NuGet Reference Paths for Projects in Multiple Solutions

This year I have been working with a code base that exhibits Visual Studio projects with three characteristics:

  1. The project references a NuGet package.
  2. The project is included in more than one Visual Studio solution.
  3. The solution files are located in different folders.

I’m not sure how common this scenario is. A few different threads on the NuGet CodePlex site suggests at least some other people are wrestling with it. Personally I endeavour to structure a code base to avoid sharing projects between solutions but for old, high-coupled code this can be difficult to achieve.

The problem with this scenario is with the relative paths used to resolve the assemblies within the referenced NuGet package when building the project in clean or constrained working folders – such as on a build agent or when someone first clones a repository. When a NuGet package is installed or updated in a project, the path to the package assemblies are specified relative to the /packages/ folder of the currently open solution. However, when another solution including the same project is built, the assembly won’t be resolved either because the first solution’s /packages/ folder is not present in the workspace and the NuGet Package Restore workflow has put the assemblies in the second solution’s /packages/ folder.

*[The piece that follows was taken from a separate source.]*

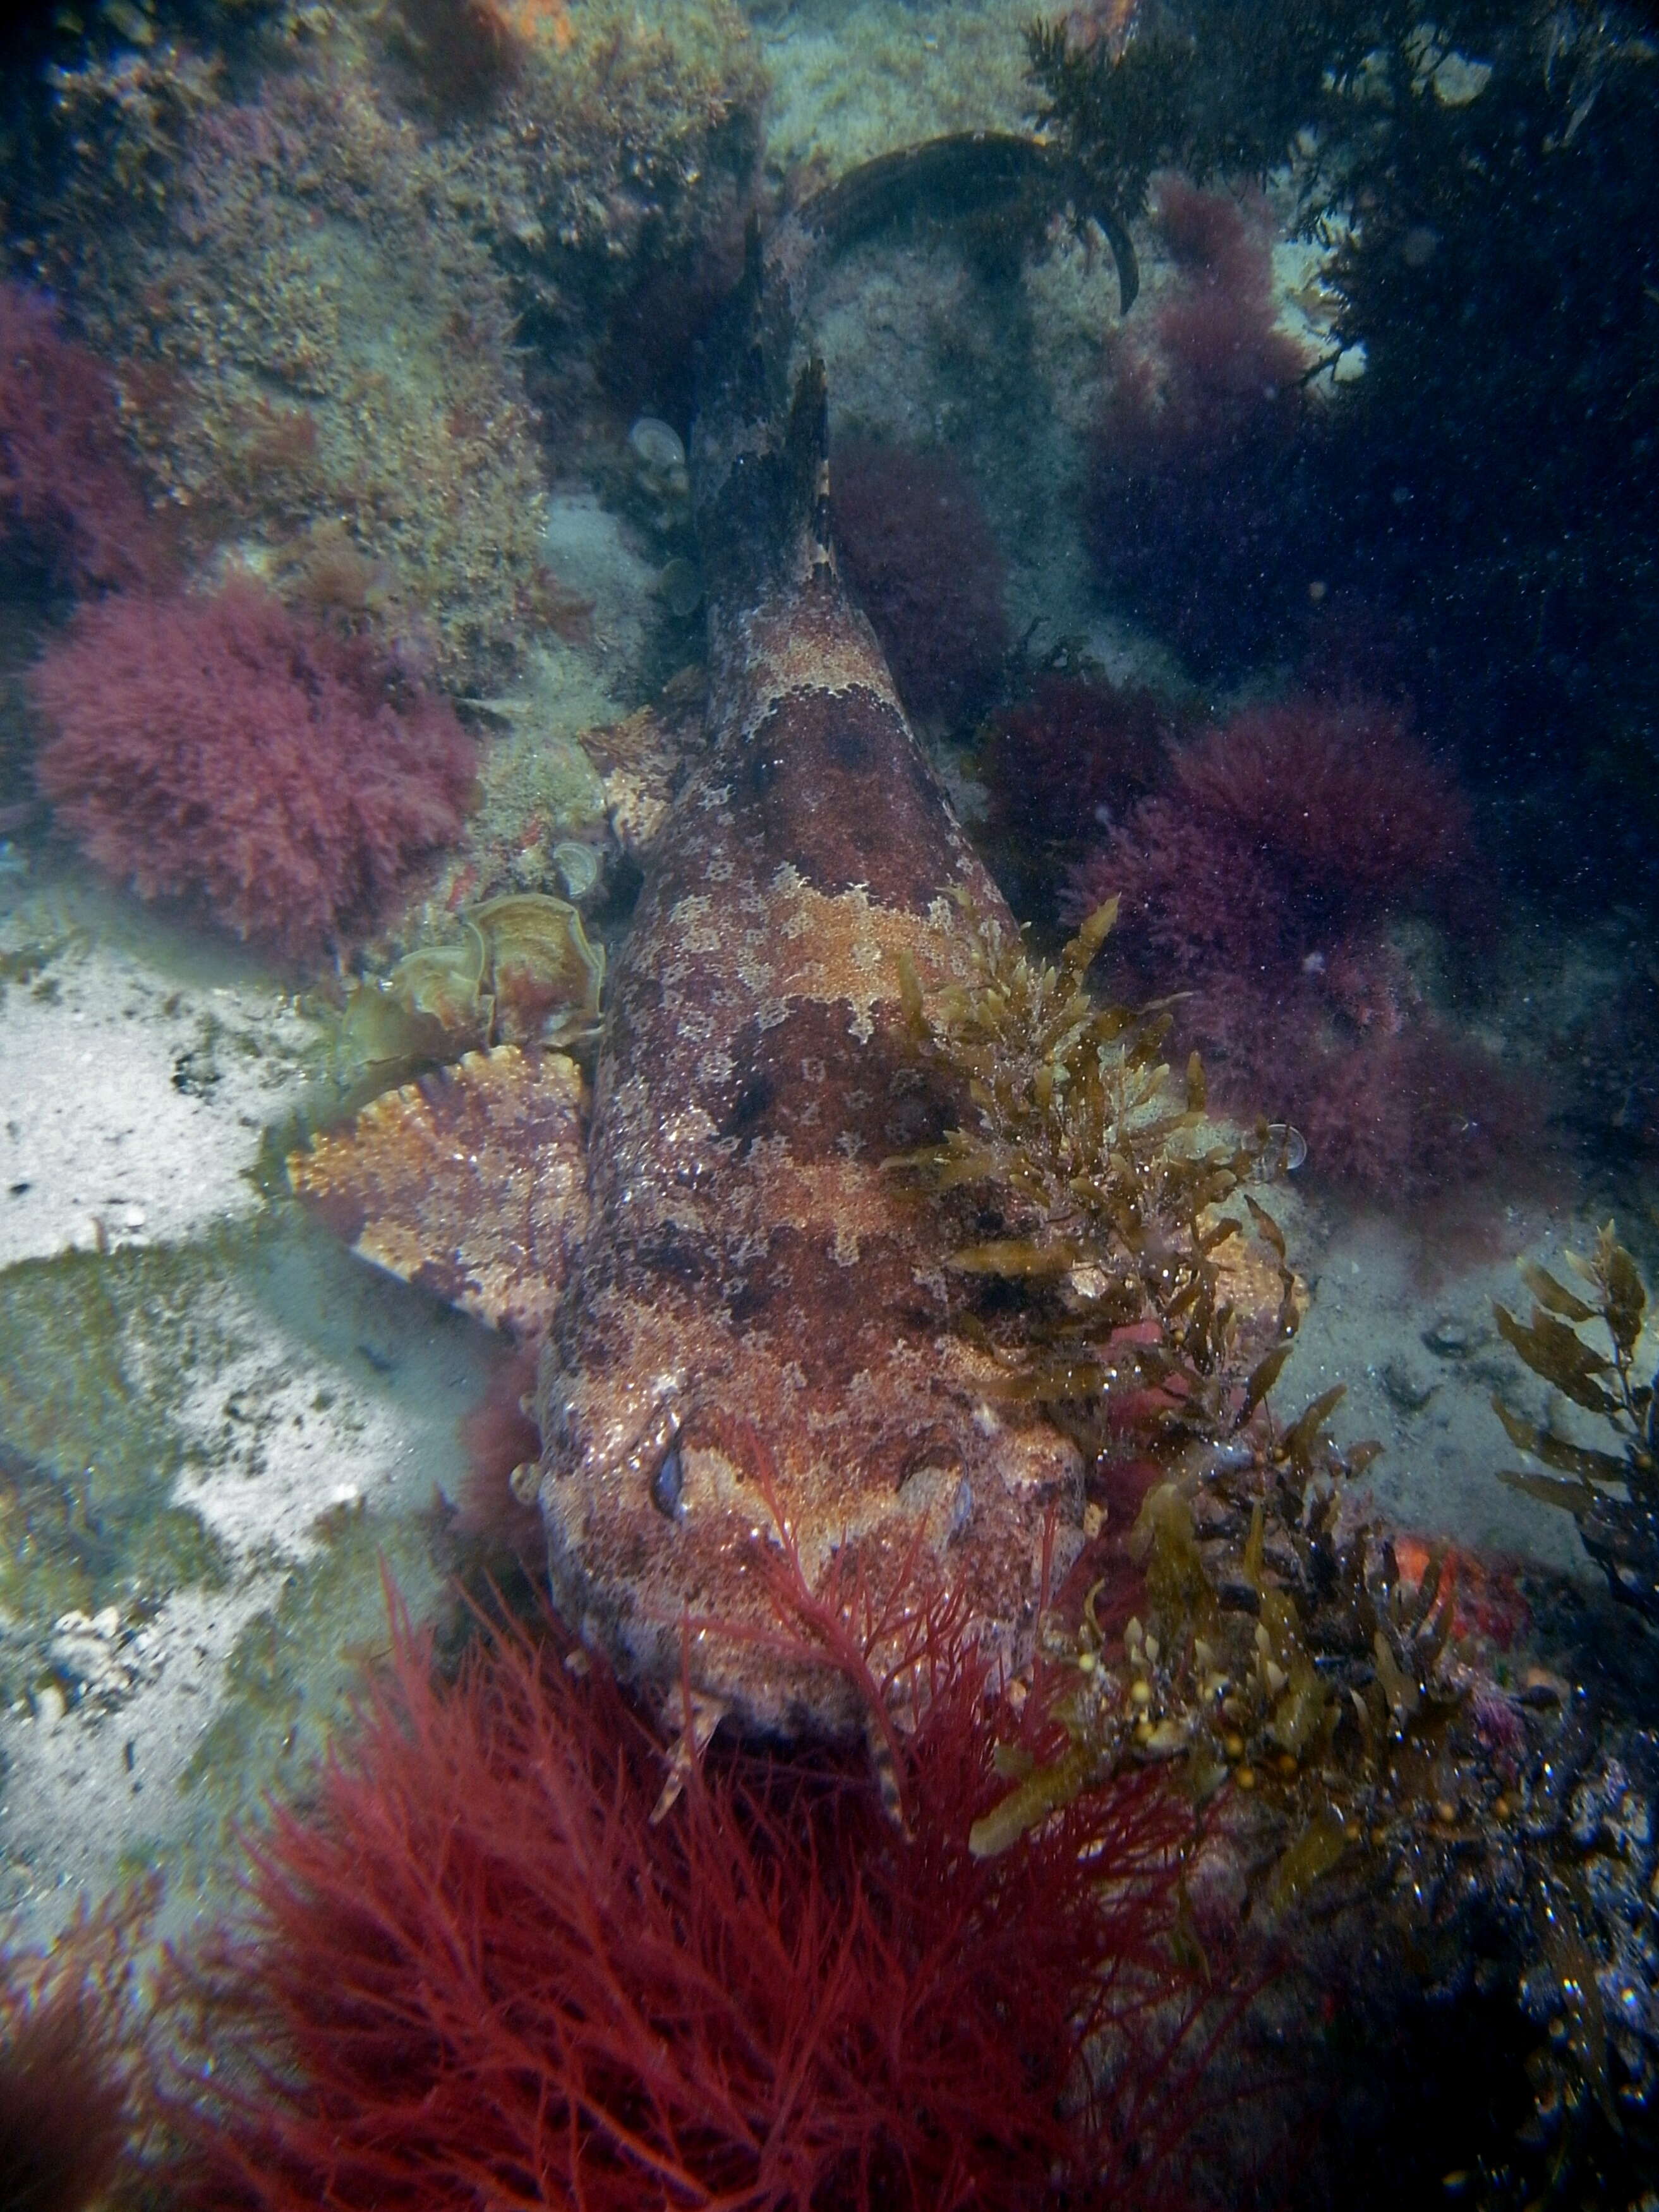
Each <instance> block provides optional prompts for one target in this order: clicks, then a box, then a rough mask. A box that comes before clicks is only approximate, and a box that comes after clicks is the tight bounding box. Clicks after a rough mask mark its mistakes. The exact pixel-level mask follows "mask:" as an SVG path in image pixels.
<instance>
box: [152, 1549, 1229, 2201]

The existing attempts to solve this issue, and the same way I approached the problem originally, tend to be focused on writing reference paths relative to an MSBuild property like $(SolutionDir) or $(PackageDir) which then allows the path to be resolved correctly at build time. If I understand correctly, this approach has been rejected from becoming part of the official NuGet application because it doesn’t handle the scenario where a project is being built directly, not being built as part of a solution – something I also avoid generally.

Last week I had an idea to tackle the problem dynamically at build time instead of when the reference path is written to the project file. My solution is to introduce (yet another) NuGet package to the affected projects as a development-only dependency. I call this the NugetReferenceHintPathRewrite package. This package adds an MSBuild targets file to the project which executes just before the standard ResolveAssemblyReferences MSBuild target. When it executes it looks for references that specify a /packages/ folder as part of their path and then replaces the part of the path up to and including the /packages/ folder with the a new path to the currently building solution’s packages folder. This rewrite is done to the MSBuild Items in-process and does not modify the project file on disk.

The main benefit of this dynamic build-time approach is that I don’t have to worry about new packages being installed or packages being updated (ie re-installed) and the paths in the project file being set to the “wrong” path because someone else forgot to fix it before committing.

You can find the NuGetReferenceHintPathRewrite package on NuGet.org.

2 comments

  1. jroughan

    Very nice! We abandoned NuGet for internal dependencies at my company for this very reason. We had scripts, build steps, etc to fix various bits and pieces but it was obviously either a) not intended for this use case or b) this use case had been prioritised below all hope despite it being part of the marketing spiel. I’m sure the scenario is common enough to warrant a real native solution at some point, but till then yours looks pretty solid :)

    Out of curiosity, how do you deal with shared code if you avoid sharing projects? I’m guessing binary dependencies, but the problems with those tend to outweigh the benefits.